Joe’s Coffee, ATLANTA, Georgia, April 20, 2009
My interests have changed in recent months; my time here in front of this screen limited to short bursts of productivity, never self-reflection. But still I should update, shouldn’t I – because the posts up on here reflect a me that was. So here, a post written during a train ride in Spain, full of confusion and misdirection, a former journalist wondering what her future held, watching the farmers from the comfortable distance of speeding train and laptop. I re-post it years later, flip-flops caked with thick red Georgia clay, arms tanned from this past weekend doing something that the girl below could never have imagined.
Train from ALMERIA to SEVILLE, España, September 28, 2006
I got a letter, about two years ago. The envelope was thick; yellow, with horizontal grains. In the top right corner, there was a black embossed logo. Simple.
The New York Times.
I had met Nancy Sharkey, the NYT recruiter, at Poynter a few weeks before. She sent me a letter to let me know that the New York Times was interested in tracking me. Interested in seeing how my career went. To paraphrase the ending of the letter, I was instructed to “make the most of my opportunities in journalism.”
Astonished, I emailed my classmates from the Poynter program.
Had anyone else gotten a letter?
If anyone had, they didn’t admit to it via the listserv.
There I was, in my one bedroom apartment in San Antonio, clutching the letter that every journalist wants to get someday. They were interested in me.
Immediately, my head filled with plans.
Yes, I would write Ms. Sharkey. Thank her for the interview. I’d send her my college thesis – the one we’d talked about for so long – and then, in six months, I’d follow up with recent clips, prima facie evidence of my suitability. I was 23, then – I couldn’t hope to work for the Times until I was at least 27 …
On and on.
My head made plans my body never followed through on.
I’m shamed to admit that it’s been two years, and I haven’t sent a thing.
Nor, in complete honesty, have I really done anything worth sending.
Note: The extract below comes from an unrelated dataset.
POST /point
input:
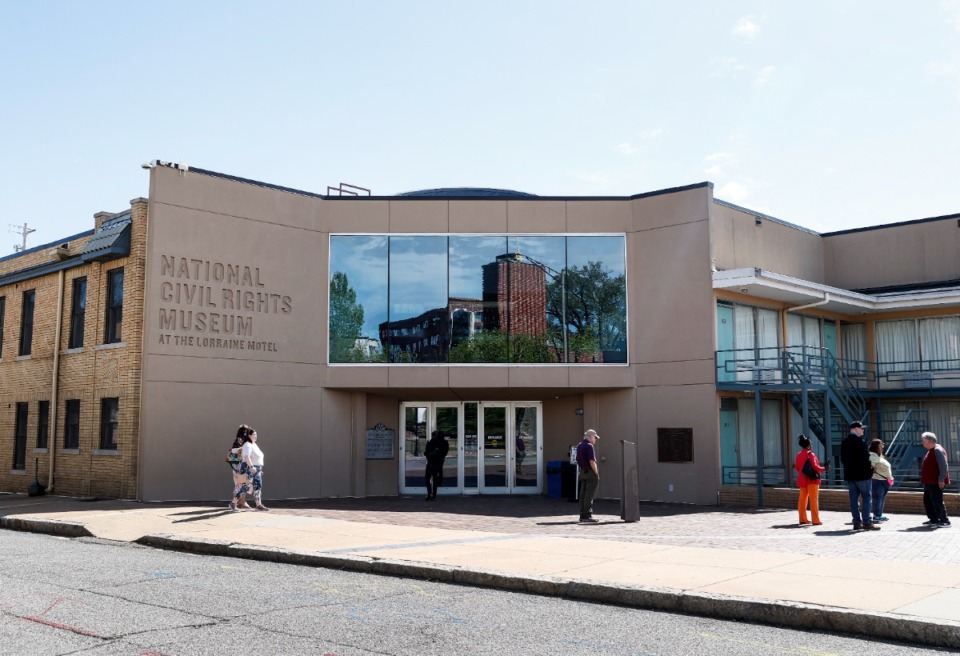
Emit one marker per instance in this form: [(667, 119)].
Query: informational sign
[(380, 443), (675, 444)]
I’m on a train in Spain now, riding backwards yet again. The desert that stretches from Grenada to the Mediterreanean is mountainous, and arid – scattered with small towns and shrubs. The train clawed its way to Almerîa a few days ago so I could swim in azure waters. Now it claws its way back, backward over tracks slung between mountaintops.
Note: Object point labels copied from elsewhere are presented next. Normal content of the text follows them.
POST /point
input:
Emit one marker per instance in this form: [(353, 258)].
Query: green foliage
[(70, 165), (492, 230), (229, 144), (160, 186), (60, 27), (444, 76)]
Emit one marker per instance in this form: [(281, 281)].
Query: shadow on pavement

I ride by small farms, crumbling houses made of stone, where one could wake up, look out the window, and see the day’s work ahead. Pick tomatoes. Weed corn. All those farmer-type things I’m too citified to even know how to describe.
How different it must feel to be able to stand firmly with toes dug deep into red dirt, and feel to your bones that this is who you are.
Unlike this journalist-cum-blogger, whose last byline was a year and half ago; who traded in her reporter’s badge for the mantle of corporate responsibility, only to find it too heavy to bear.